With the coronavirus pandemic mandating the continued closure of child care centers across the country, many experts say the industry is in danger of never recovering financially. But while the closures are necessary from a public health standpoint, “this has pushed child care providers to the absolute brink: forced to either close their doors to stop the spread of the virus, or stay open around the clock to provide emergency care for children of essential workers,” the senators write in a piece introducing the proposal.

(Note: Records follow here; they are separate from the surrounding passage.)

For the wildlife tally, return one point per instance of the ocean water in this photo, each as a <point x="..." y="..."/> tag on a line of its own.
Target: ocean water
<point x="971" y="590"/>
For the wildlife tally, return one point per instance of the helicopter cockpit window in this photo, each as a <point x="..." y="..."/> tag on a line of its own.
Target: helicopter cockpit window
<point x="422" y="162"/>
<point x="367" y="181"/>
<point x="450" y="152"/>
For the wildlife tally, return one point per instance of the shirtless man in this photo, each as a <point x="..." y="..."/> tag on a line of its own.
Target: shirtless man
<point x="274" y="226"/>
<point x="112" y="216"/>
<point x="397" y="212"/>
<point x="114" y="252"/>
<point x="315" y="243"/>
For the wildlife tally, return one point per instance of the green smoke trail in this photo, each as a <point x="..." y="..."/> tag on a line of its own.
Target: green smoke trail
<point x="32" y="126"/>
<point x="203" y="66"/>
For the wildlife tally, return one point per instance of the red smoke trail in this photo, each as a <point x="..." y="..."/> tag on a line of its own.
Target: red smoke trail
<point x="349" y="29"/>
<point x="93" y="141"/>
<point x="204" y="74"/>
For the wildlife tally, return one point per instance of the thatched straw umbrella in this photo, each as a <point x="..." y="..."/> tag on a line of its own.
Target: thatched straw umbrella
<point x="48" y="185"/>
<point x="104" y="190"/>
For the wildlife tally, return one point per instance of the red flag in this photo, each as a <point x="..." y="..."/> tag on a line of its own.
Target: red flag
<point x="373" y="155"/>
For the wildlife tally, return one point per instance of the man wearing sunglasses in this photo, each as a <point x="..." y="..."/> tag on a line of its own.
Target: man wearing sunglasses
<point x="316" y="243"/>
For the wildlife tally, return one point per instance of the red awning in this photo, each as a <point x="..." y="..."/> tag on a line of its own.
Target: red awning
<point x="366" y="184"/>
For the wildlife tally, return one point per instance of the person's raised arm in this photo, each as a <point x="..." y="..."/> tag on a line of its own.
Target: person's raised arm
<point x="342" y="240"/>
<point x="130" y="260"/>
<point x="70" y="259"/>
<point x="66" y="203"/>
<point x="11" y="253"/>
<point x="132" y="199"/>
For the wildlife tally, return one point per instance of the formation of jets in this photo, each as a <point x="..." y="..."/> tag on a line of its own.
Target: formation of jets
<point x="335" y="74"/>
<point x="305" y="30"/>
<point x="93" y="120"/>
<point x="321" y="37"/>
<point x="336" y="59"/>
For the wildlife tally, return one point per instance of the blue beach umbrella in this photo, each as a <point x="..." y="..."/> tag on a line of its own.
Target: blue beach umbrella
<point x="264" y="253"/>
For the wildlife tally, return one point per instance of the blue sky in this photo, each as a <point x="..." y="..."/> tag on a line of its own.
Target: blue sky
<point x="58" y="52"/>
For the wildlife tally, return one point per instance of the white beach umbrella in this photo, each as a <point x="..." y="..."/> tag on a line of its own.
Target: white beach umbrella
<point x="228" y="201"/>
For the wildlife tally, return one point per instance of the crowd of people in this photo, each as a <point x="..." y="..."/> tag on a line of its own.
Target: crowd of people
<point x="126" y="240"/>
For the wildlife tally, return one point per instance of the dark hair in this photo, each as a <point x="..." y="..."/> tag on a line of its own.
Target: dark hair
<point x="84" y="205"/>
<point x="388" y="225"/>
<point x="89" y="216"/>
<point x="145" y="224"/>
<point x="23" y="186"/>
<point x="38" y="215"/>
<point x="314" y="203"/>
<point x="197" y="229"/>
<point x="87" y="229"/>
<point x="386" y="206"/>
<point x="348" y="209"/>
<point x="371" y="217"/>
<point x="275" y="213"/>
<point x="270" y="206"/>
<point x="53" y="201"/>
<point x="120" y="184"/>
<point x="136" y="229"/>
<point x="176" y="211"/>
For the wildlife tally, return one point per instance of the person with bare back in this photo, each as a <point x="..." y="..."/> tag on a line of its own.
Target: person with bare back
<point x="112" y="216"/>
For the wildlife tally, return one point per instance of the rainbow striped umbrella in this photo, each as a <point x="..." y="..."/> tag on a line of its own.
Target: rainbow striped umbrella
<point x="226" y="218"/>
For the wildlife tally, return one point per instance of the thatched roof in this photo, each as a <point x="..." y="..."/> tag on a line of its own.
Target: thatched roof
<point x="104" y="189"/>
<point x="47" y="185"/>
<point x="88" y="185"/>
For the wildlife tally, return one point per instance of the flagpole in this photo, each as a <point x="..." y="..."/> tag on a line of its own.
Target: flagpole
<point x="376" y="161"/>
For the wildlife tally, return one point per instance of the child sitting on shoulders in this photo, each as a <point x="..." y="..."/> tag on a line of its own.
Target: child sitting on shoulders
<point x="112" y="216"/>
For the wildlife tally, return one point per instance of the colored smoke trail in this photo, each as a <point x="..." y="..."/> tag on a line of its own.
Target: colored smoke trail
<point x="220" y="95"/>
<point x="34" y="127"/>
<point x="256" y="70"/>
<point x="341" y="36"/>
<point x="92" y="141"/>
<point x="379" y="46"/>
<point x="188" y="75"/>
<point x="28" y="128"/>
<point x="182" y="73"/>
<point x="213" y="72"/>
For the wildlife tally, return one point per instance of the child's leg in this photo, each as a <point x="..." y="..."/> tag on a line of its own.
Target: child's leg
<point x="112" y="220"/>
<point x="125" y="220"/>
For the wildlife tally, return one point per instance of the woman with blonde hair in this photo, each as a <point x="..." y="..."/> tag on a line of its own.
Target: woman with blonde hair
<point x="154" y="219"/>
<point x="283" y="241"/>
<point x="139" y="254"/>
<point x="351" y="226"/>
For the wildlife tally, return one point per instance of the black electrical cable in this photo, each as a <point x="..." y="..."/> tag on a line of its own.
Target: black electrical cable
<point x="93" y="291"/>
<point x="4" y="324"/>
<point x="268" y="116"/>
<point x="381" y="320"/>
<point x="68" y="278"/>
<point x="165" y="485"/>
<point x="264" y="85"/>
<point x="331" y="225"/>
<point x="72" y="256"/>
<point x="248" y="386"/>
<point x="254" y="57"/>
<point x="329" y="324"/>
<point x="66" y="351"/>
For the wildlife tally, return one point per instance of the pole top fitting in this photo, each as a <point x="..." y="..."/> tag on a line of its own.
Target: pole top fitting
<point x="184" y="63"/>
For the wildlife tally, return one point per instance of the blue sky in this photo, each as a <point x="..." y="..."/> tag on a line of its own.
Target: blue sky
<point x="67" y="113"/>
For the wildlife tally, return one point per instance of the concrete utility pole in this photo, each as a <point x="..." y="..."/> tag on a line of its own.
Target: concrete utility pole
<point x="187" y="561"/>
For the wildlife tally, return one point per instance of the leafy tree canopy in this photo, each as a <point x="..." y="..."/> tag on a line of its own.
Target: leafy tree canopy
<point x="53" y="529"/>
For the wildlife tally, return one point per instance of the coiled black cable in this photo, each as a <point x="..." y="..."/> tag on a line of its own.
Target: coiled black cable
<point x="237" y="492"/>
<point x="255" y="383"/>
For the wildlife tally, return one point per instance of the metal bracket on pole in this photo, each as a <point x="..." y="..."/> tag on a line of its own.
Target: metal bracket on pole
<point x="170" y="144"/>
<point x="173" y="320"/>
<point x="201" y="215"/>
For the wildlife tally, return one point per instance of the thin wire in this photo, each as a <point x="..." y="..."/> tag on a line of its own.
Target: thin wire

The plan would provide emergency funding to centers caring for the children of frontline workers, avoid additional layoffs by sending funds to centers that are struggling to fund their payroll, and more generally investing in the sector by improving access to child care and increasing the wages of providers.

“These structural investments are key to ensure the sector is prepared to care for the children of all Americans trying to get back to work once we are beyond this crisis,” the senators said in their statement.

Advocates have hailed the bill for acknowledging the vital work of the nation’s childcare providers, who are overwhelmingly both women and low wage workers. In recent months, child care workers have already started to bring attention to how vital their industry is. Workers in California, for example, have organized for better working conditions and wages, a problem that predated the current public health emergency, but which has been further highlighted during it. 

The economic strength of families nationwide rests on the backs of a marginalized and underpaid workforce bearing the brunt of this pandemic and this recession,” Catherine White, Director of Child Care and Early Learning at National Women’s Law Center, told Supermajority News.

White also cautioned that without government intervention, access to child care in the United States will become even more difficult in the months and years to come. The answer, she said, is to treat child care workers like the essential workers they are. “If child care providers are forced to endure this crisis without support from lawmakers, many will be forced to close their doors,” she said. Those closures would create a domino effect of sorts, “leaving other frontline workers without the child care they need now and all of us without a child care system in place to help us recover from this public health and economic crisis.”